To tackle the logistics and transport of unusual components like the APAs, the project formed the appropriately named Awkward Material Transport Team (AMTT).
Beltramello, a member of the AMTT, led the creation of the frames that would cradle the APAs during transport. Throughout the design phase, she anticipated the dynamics of the journey ahead—the jostle of the rail car, the lurch of ocean waves, the sway of an overhead crane.
“We run analysis to understand how the APA would withstand the dynamics of the transport,” Beltramello said. “The calculations are complex, as vibrations from track transport in Europe are different from the tire transport in the US, which are different from sea transport.”
With mass production of APAs underway, the team used the delivery of two prototype APAs to SURF to stress-test their transportation plan. Accelerometers and vibration detectors monitored every wobble along the way, telling researchers just how much stress the components actually experienced during the journey.
By land and sea
The APAs were constructed at the UK’s Daresbury Laboratory, then shipped to CERN, the European laboratory for particle physics. There, the APAs were installed and tested in ProtoDUNE. A massive detector in its own right, ProtoDUNE is a prototype of the DUNE detectors to be built at SURF. Researchers wanted to ensure that the APAs could withstand the extreme cold of liquid argon (minus 200 degrees Celsius) and to see if they would yield clear data signals, unobscured by background noise.
“In ProtoDUNE, we saw lovely, clean images,” said Justin Evans, professor of physics at the University of Manchester and academic lead of the UK project for APA production.
The APAs then journeyed by rail to the seaside; by cargo ship across the Atlantic; and 1,600-miles by semitruck across the US. The final leg of the journey was down the mile-deep Ross Shaft, to the level where crews are excavating the large caverns that will house the DUNE Far Detector. Due to their size, the APAs will not fit on the elevator-like conveyance used to transport people and materials through the shaft.

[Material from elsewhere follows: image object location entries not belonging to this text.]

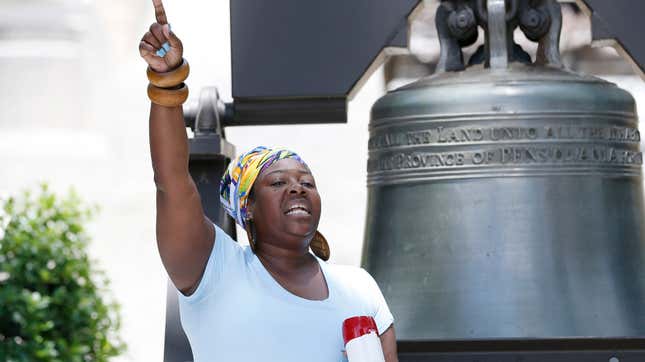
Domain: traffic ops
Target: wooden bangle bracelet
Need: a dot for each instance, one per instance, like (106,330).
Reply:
(169,79)
(168,97)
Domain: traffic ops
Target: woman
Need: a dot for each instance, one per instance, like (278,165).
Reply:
(274,300)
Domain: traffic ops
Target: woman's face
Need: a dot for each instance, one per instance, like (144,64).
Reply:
(286,204)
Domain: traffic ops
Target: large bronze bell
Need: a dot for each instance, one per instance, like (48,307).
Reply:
(505,198)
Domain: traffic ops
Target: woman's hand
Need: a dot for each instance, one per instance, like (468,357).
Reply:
(160,47)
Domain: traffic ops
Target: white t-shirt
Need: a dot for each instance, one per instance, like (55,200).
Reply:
(240,313)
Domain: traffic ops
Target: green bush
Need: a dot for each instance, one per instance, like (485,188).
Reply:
(52,306)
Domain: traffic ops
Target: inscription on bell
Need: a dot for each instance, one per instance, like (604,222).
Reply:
(456,135)
(589,155)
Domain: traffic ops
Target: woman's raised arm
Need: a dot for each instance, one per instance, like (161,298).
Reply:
(185,236)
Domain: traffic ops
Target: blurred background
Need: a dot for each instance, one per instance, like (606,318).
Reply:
(74,113)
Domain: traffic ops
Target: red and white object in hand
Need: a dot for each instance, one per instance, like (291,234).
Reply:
(362,343)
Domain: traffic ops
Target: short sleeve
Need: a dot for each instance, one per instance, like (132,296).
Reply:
(382,314)
(224,255)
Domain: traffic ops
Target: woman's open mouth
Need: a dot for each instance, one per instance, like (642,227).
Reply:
(298,209)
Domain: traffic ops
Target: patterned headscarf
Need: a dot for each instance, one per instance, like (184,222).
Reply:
(241,174)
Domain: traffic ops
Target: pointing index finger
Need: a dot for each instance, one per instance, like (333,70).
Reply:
(160,13)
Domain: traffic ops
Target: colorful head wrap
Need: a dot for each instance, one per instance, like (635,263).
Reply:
(241,174)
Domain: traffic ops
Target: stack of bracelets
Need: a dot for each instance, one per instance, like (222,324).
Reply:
(168,89)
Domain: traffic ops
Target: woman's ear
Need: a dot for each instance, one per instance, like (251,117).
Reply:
(250,205)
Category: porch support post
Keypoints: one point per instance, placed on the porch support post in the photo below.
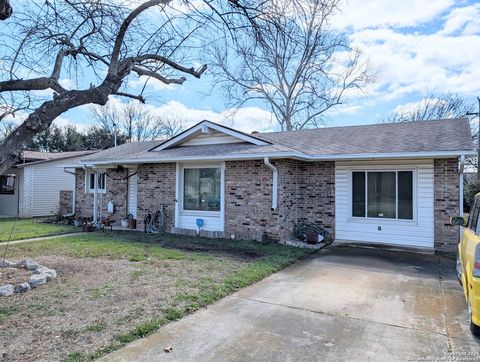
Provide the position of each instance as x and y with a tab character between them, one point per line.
95	197
461	166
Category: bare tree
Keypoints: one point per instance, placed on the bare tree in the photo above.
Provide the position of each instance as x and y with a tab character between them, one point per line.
170	126
432	107
293	62
139	124
135	123
97	44
441	106
5	9
6	128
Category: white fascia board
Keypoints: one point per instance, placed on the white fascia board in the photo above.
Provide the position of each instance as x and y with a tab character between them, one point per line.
294	155
178	139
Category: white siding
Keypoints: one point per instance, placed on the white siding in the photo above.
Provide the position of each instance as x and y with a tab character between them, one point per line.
132	193
26	206
48	179
417	233
9	203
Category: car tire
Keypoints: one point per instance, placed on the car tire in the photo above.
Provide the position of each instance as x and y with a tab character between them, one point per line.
459	270
473	327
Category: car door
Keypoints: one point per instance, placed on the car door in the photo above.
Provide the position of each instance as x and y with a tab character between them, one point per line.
468	242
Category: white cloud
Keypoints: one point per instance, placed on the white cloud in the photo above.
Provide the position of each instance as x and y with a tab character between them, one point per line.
361	14
407	63
464	20
62	122
245	119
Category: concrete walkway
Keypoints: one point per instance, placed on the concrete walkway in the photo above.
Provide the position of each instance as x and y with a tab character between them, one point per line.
341	304
40	238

Instead, the APAs were suspended beneath the cage to lower them underground.
Jeff Barthel, SURF’s rigging supervisor who led the maneuver, said the test lift of the nearly 6,400-pound load “couldn’t have gone smoother.”
Assured by the APA performance in ProtoDUNE and the successful test transport, researchers have started mass producing APAs for DUNE.
“For me, even more important than reaching this technical goal, is the excellent collaboration between groups,” Beltramello said. “This was our first collaboration across these groups, and it was extremely successful. It’s good for the future.”
A neutrino trap
When excavation is complete, the caverns will provide space for detector modules filled with a combined 70,000 tons of liquid argon. The APAs will be submerged side-by-side in the frigid liquid argon, forming a series of net-like walls across the width of the detector.
When neutrinos collide with an argon nucleus, the collisions create a cascade of charged particles. These particles, in turn, knock loose electrons from the shells of argon atoms. An electric field will push the free-floating electrons toward a wall of APAs. Like a spider’s web, the APA wires will ensnare the drifting electrons, sending shivers of data up the wires to the electrical read-out boards. Researchers see this data in the form of particle tracks.
“The electrons are hitting these miles and miles of wires, and we get information from that little pulse of electrical current on the wire,” Evans explained. “The pattern of particles that went through the detector is mirrored in the pattern of electrons colliding with the APAs.”
From these particle tracks, researchers derive information about neutrinos and their antimatter counterparts. The results will shed light on the role neutrinos played in the evolution of the universe.